本データベースは、特許庁の審決例をAIで解析・要約したものです。拒絶理由通知に対する意見書作成や、審判請求書等の作成時の参考としてお役立てください。

基本情報

審判番号異議2004−90627(T2004−90627/J7)
審判種別異議
結論敗訴(請求棄却)

結論テキスト

登録第4784998号商標の登録を維持する。

理由テキスト

1 本件商標

本件登録第4784998号商標(以下「本件商標」という。)は、「VOLONTE」の文字を標準文字で書してなり、平成15年12月26日に登録出願され、第28類に属する商標登録原簿に記載のとおりの商品を指定商品として、同16年7月9日に設定登録されたものである。

2 登録異議申立の理由(要点)

本件商標は、別掲のとおりの構成よりなり、平成4年6月3日に登録出願され、第24類「スキー用具その他本類に属する商品」を指定商品として、同6年8月31日に設定登録された登録第2692537号商標(以下「引用商標」という。
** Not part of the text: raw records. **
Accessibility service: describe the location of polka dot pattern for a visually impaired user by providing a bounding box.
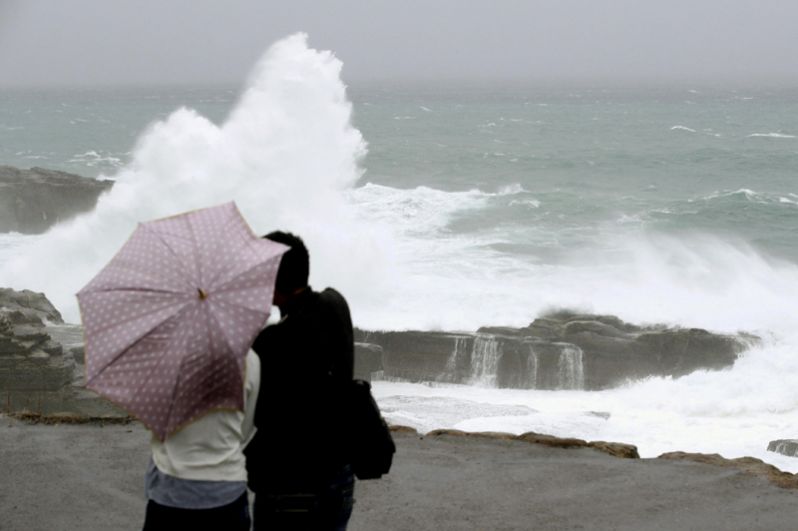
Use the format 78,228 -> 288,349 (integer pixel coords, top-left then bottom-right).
78,203 -> 287,440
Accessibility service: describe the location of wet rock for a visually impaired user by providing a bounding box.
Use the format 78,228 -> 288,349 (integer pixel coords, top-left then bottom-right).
768,439 -> 798,457
355,343 -> 383,381
0,166 -> 113,234
426,429 -> 640,459
357,311 -> 758,389
0,288 -> 64,326
657,452 -> 798,489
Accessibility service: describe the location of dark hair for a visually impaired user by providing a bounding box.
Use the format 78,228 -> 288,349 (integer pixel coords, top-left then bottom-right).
264,230 -> 310,295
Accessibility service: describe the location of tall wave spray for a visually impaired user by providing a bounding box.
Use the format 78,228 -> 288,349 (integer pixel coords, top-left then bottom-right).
0,34 -> 394,321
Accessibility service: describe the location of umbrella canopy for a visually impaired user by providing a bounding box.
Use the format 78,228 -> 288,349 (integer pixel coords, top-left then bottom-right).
77,203 -> 288,440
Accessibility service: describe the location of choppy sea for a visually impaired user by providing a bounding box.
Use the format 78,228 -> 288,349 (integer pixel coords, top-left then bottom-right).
0,36 -> 798,472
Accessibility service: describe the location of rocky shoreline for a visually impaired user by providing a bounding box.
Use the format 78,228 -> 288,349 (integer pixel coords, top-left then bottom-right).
355,311 -> 759,390
0,288 -> 798,478
0,165 -> 114,234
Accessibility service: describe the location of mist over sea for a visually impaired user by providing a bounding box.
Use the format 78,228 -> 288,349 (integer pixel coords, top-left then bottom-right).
0,35 -> 798,471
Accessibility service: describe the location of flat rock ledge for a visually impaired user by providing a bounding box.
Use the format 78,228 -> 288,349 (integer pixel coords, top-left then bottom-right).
0,165 -> 114,234
768,439 -> 798,457
657,452 -> 798,489
355,310 -> 759,390
391,426 -> 640,459
391,426 -> 798,489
)と称呼上類似する商標であるから、商標法第4条第1項第11号に違反して登録されたものであり、その登録は取り消されるべきものである。

3 当審の判断

本件商標は、前記のとおり「VOLONTE」の文字よりなるところ、かかる綴りをもって、我が国で親しまれた英単語ないしはその他の外国語にもないことから、その語尾部に位置する「TE」(te)の綴りは、ローマ字読みに「テ」と発音されるものというのが自然であり、全体の構成文字に相応して「ボロンテ」の称呼のみを生ずるものというべきである。
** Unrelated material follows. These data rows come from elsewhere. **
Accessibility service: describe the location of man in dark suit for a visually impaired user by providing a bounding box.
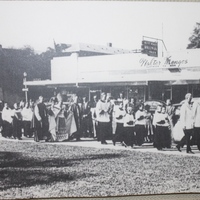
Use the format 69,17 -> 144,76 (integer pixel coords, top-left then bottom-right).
34,96 -> 49,141
81,97 -> 93,137
69,94 -> 81,141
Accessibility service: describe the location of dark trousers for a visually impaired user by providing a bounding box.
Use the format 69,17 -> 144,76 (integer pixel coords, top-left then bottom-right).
135,124 -> 146,146
194,127 -> 200,150
35,119 -> 49,141
98,122 -> 110,143
177,129 -> 193,152
2,121 -> 12,137
113,123 -> 124,142
163,126 -> 171,148
13,119 -> 22,139
81,117 -> 93,137
23,121 -> 33,137
123,127 -> 135,147
154,126 -> 165,150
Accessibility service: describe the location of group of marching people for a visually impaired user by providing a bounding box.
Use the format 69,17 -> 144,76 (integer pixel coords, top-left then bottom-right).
0,94 -> 80,142
0,92 -> 200,153
113,94 -> 173,150
0,100 -> 34,140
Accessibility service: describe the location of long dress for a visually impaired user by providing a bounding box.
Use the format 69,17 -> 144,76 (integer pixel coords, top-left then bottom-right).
49,104 -> 77,142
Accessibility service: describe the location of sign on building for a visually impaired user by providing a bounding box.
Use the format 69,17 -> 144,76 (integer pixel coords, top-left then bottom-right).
141,40 -> 158,57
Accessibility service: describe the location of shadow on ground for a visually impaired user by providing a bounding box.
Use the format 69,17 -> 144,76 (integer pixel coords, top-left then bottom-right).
0,152 -> 125,191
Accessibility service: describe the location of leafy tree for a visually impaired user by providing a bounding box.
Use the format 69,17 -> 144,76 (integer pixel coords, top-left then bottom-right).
187,22 -> 200,49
これに対して、引用商標は、別掲のとおり、レタリングされた「飛ぶ、<鳥が>水平に飛ぶ姿の」等の意味を有する英単語「VOLANT」と認められる文字と図形からなるものであって、その文字部分は独立しても識別力を有するものといえるから、引用商標はその構成文字に相応して「ボラント」の称呼を生ずるとみて差し支えないものである。
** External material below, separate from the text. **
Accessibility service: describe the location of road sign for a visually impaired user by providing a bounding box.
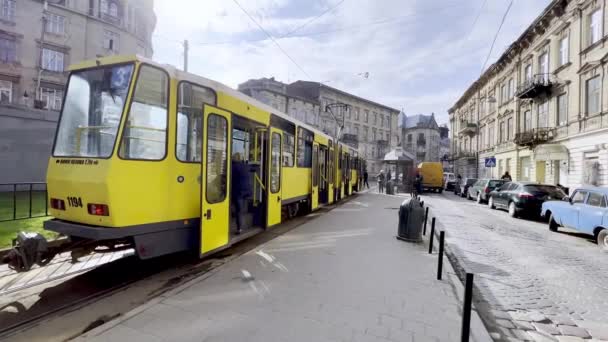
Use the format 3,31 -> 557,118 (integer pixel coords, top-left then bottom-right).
486,157 -> 496,167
そこで、本件商標より生ずる「ボロンテ」の称呼と引用商標より生ずる「ボラント」の称呼との間における類否を検討するに、両称呼は共に比較的短い4音構成からなるうち、第2音において「ロ」と「ラ」、第4音において「テ」と「ト」の差異を有するものであって、第1音の「ボ」と第3音の「ン」の各音を共通にするものの、両者の構成各音は明瞭に発声され、聴取されるといえるものであり、その差異が両称呼に及ぼす影響は大きく、それぞれを一連に称呼した場合においても、通常の注意力をもってして十分に聴別できると判断するのが相当である。

また、本件商標と引用商標の構成は、それぞれ前記及び別掲のとおりであって、外観上、判然と区別できるものであり、かつ、観念については、本件商標は造語よりなるものであることよりすれば、比較し得ないものである。

したがって、本件商標と引用商標とは、外観、称呼及び観念のいずれの点よりみても非類似の商標と認められるものであり、結局、本件商標の登録は、商標法第4条第1項第11号に違反してされたとすることはできないから、同法第43条の3第4項の規定に基づき、維持すべきものである。

よって、結論のとおり決定する。